タメの部分でさらにおかしかったのはラケットを握っている右手の肘が全然後ろに引けていないことだった。上半身と下半身の捻りがない。まるでフォアハンドでリターンをするかのように右ひじが前に出てしまって後ろに引けていない。ラケットが頭の後ろから出ずに右肩あたりから出ている。
膝も自分ではタメの時に曲げているつもりが全然曲がっていない。ほとんど棒立ちだ。
なにより不自然だったのはラケットが背中でほとんど落ちておらず、肩の肩甲骨もスライドしておらず、全身がだらっと回転してラケットを振っている。これはサーブと言うよりスマッシュじゃないか。ほとんど手打ちだ。ラケットの重みを上手く遠心力に変化させてラケットを振りあがることが出来ていない。だから腕力でラケットを振り上げているのだ。右腕の回内も内旋も自然に発生しているのではなく腕の力で強引に捻っているだけだ。これでは全然だめじゃないか。
絶望に打ちのめされて、生きていく気力を失い、コートにひれ伏しているところに、たまたま別のレッスンのために別のコートに来ていたシングルスのコーチが通りかかった。暇つぶしに如空が撮影した録画をみて、彼は如空にとどめを刺した。
「まず始めから前足に体重を乗せすぎなんですよ。だから下半身がぐらついて、上体が前に突っ込みがちになりやすい。それを防ごうとして固まってしまっているんです。もう少しスタンスを広く取って、後ろ足のかかとに体重を乗せてからトスアップして御覧なさい。そしてトスを上げてから前足のつま先に体重を移動させていくと、膝も自然に曲がるし、全体的にゆったりとしたトスアップと「タメ」が発生するはずです。前にトスしたボールを腰で追いかけるようなイメージですかね。それでタイミングが取り辛いのであればロディックのようなクイックサーブにしてみるのも一つの手ですけどね。
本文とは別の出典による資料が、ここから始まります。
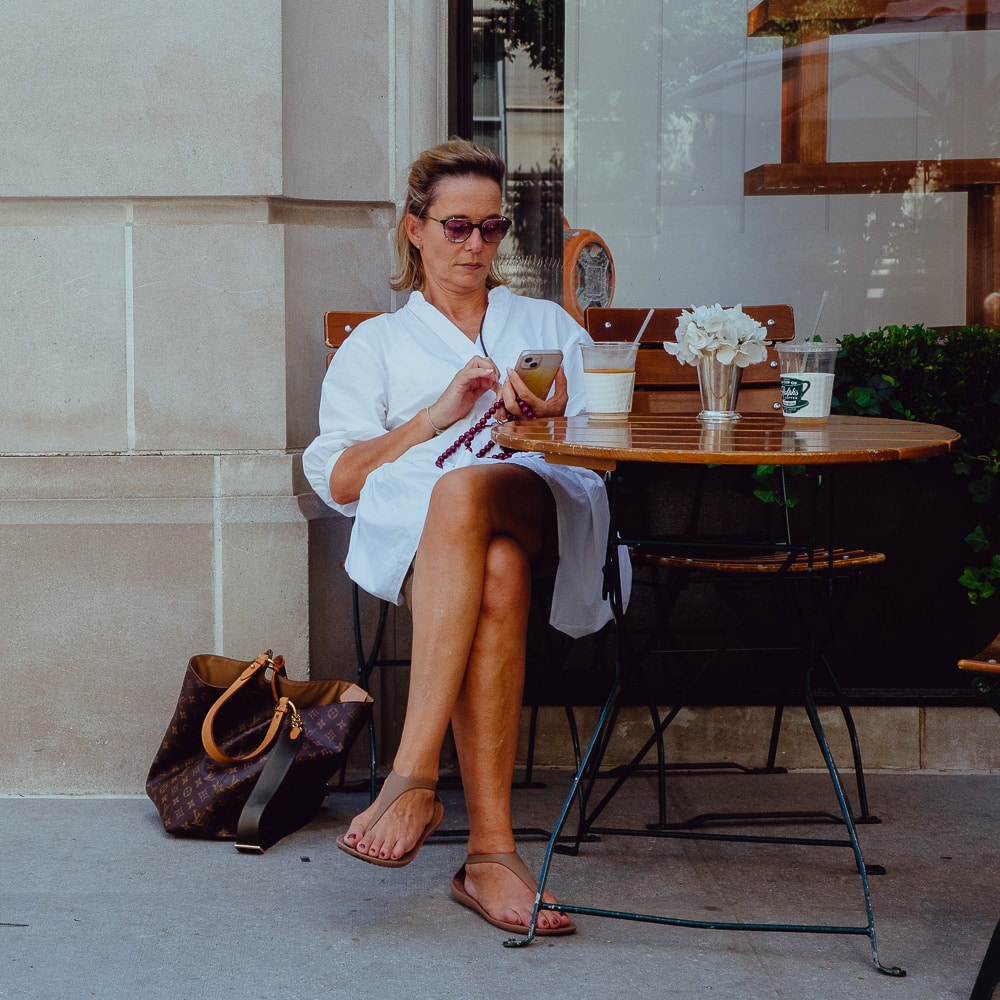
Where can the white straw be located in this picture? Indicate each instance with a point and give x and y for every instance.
(645, 323)
(822, 302)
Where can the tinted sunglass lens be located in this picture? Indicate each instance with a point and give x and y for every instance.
(458, 230)
(494, 230)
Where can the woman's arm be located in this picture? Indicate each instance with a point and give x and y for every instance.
(357, 461)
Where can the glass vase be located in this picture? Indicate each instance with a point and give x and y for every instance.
(719, 385)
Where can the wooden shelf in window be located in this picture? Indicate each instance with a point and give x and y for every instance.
(805, 27)
(787, 18)
(872, 177)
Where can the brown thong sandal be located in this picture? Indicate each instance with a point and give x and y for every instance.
(394, 786)
(512, 862)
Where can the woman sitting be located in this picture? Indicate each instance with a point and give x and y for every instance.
(471, 523)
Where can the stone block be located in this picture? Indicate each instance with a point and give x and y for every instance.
(961, 739)
(170, 99)
(209, 337)
(117, 570)
(63, 378)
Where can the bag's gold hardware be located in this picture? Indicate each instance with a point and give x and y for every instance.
(296, 722)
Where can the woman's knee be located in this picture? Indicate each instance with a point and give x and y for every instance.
(506, 577)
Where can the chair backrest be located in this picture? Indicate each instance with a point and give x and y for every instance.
(663, 385)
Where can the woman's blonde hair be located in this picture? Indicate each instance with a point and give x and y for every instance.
(455, 158)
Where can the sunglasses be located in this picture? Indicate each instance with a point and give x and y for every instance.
(458, 230)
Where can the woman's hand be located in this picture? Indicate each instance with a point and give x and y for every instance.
(514, 389)
(469, 383)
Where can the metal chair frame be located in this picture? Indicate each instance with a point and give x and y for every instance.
(589, 770)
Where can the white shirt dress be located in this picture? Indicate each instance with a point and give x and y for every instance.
(388, 370)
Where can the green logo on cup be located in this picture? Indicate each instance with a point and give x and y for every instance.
(793, 393)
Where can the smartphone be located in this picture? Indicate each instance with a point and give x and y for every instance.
(538, 370)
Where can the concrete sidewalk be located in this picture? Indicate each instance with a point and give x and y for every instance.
(96, 901)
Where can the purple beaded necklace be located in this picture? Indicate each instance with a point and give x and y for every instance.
(468, 437)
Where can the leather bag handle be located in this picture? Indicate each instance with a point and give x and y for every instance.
(281, 708)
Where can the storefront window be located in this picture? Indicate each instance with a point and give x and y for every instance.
(646, 122)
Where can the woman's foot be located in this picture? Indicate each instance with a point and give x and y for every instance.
(502, 891)
(394, 827)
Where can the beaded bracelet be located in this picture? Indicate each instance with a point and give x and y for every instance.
(468, 437)
(427, 414)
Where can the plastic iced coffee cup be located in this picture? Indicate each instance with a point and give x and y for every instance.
(806, 379)
(608, 378)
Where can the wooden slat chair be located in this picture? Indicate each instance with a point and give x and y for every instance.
(985, 670)
(337, 326)
(663, 385)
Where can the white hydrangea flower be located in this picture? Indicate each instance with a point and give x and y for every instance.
(730, 335)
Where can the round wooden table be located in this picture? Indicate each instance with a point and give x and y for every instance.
(755, 439)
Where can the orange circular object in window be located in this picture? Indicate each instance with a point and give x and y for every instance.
(588, 271)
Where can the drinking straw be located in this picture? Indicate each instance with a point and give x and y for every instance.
(642, 329)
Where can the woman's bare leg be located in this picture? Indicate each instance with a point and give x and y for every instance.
(485, 724)
(469, 509)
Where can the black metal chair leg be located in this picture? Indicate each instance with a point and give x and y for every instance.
(989, 971)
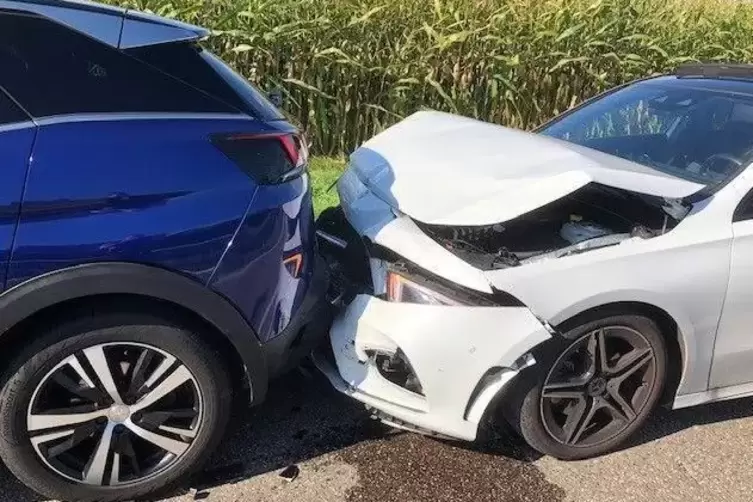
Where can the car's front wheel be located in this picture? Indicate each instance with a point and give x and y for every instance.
(592, 388)
(111, 407)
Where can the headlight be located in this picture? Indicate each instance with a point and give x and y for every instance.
(401, 289)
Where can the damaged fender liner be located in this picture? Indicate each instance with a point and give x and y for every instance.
(592, 217)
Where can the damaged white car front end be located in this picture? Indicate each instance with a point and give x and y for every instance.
(463, 246)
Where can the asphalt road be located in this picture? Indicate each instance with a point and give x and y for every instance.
(697, 454)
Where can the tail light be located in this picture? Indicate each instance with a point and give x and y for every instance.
(269, 158)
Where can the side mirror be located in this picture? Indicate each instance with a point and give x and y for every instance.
(275, 97)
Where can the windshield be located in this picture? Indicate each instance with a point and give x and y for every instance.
(692, 131)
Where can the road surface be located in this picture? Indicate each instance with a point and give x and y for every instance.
(697, 454)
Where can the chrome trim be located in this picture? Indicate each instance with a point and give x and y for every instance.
(117, 116)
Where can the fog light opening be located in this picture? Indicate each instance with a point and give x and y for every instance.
(395, 368)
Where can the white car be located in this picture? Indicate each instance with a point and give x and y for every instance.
(567, 281)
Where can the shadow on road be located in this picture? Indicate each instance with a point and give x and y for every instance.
(304, 418)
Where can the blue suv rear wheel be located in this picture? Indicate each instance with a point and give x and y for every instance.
(117, 405)
(157, 248)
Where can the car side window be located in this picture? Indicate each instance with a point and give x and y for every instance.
(54, 70)
(9, 112)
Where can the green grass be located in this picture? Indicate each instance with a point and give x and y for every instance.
(350, 68)
(324, 173)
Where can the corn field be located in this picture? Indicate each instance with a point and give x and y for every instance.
(349, 68)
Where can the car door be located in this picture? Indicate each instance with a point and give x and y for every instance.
(733, 351)
(17, 133)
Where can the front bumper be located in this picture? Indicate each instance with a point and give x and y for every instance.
(461, 355)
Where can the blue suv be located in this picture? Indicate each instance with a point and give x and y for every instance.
(157, 248)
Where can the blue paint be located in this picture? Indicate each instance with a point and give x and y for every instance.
(15, 149)
(278, 224)
(157, 192)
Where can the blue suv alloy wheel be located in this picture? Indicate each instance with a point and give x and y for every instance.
(157, 248)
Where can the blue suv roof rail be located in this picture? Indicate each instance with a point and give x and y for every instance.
(115, 26)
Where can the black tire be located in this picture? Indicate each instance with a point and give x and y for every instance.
(531, 416)
(51, 346)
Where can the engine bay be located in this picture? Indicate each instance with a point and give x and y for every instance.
(592, 217)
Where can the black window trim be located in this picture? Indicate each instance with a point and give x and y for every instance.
(744, 206)
(25, 121)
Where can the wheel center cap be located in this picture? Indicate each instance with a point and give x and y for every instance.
(119, 413)
(597, 386)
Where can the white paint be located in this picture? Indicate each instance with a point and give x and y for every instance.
(450, 170)
(443, 169)
(450, 349)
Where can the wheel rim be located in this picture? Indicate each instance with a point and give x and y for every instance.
(115, 414)
(598, 387)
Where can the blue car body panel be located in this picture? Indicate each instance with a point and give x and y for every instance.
(174, 201)
(130, 151)
(278, 224)
(15, 150)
」
「左指を曲げてボールを持っているでしょう。だから最後にボールを振り上げてしまうようなあわただしいトスアップになるんです。左指を伸ばして掌でなく指の腹でボールを支える程度の感覚でボールを持ってください。指が伸びれば肘も伸びます。そうすると腕全体が伸びてゆったりとしたトスアップになると思います。」
「肩と言うより背中に力が入りすぎなんですよ、全体的に。ラケットを担ぐのに上にあげるという意識よりは頭の後ろ、後頭部にラケットを持ってきて、頭の後ろからラケットを振り上げる意識でスイングをすると良いと思います。頭の後ろにラケットを持ってくれば、胸を張って、肩甲骨を背中の背骨方向に寄せなければならなくなりますからね、自然と背中の力が抜けますよ。」
「背中でラケットヘッドを落としてラケットで背中を掻いてからスイングするという過程は、意識してする必要はないと思います。右肘の曲げも直角より深く曲げることはありません。今のままで十分ですよ。それよりラケットを頭の後ろに持ってくるイメージが大事です、そうすれば身体もねじれるし、ラケットも遠心力で振り上げやすくなります。」
「グリップを強く握りすぎなんですよ、多分。だからリストが固まって、手打ちになるんです。上半身を鞭のように使うためにはもっと緩く握らないと。ボレーのような「ヒットの時にボールを捕まえるように握る」のではなく「同じ力のグリップでリストを返すことでボールを叩く」感覚が必要なのだと思います。ラケットの重みや遠心力を腕に感じられるようになると良いです。」
「ラケットを振り上げてリストを返すためには腕を意識してはだめです。肩を回して後ろにずれた肩甲骨を上に引き上げた後、腰から下で回転をブロックしないといけません。フォアハンドのように腰を回してから肩を回すだけではだめです。タメのときに右腰を前に出しておいて身体を捻っておくのですよ。そして捻りを戻して肩を一気に回す。そのとき腰がだらっと肩と同じ方向に回ってはだめです。腕の形がそのままに肘が落ちて前にだらっと出てしまうのです。ジャックナイフのように腰を逆回転させるくらいの意識の方がよいです。そのためには右足で空を蹴るのです。左足は地面を蹴り、右足は空を蹴る。右足のけりが入ると右ひじから先が上に振りあがってラケットが高い位置でリストが自然に返ってくれます。右足の膝が曲がったままの時は腕のスイングもだらっとして、右肘も低く曲がったままである場合が多いです。スイングに鋭さを出すためには、腕の振りより足のけりですよ、ポイントは。回内や内旋は自然に出てきます。」
「如空さん、トスの位置がディースサイドとアドサイドで微妙にずれていますよ。自分で気づいていますか?ディースサイドがやや前気味、アドサイドがやや後ろ気味です。だからディースサイドはネットが、アドサイドはオーバーが多いのです。ディースサイドは少し手前に、アドサイドは少し遠めにトスを上げてください。そうすれば安定するはずです。」
ありがとうコーチ、色々と指摘してくれて。レッスンでもないのに時間を取ってくれて本当にありがとう。なぜ、それを普段のレッスンでもっと早くに教えてくれなかったのですか、などと恩知らずなことはあえて言うまい。コーチのせっかくのアドバイスを生かすべく練習だ。さらにコートを2時間とって黙々とサーブを打ち込む。平日の昼間、がら空きのコートに如空のサーブを打つ音だけが静かに響く。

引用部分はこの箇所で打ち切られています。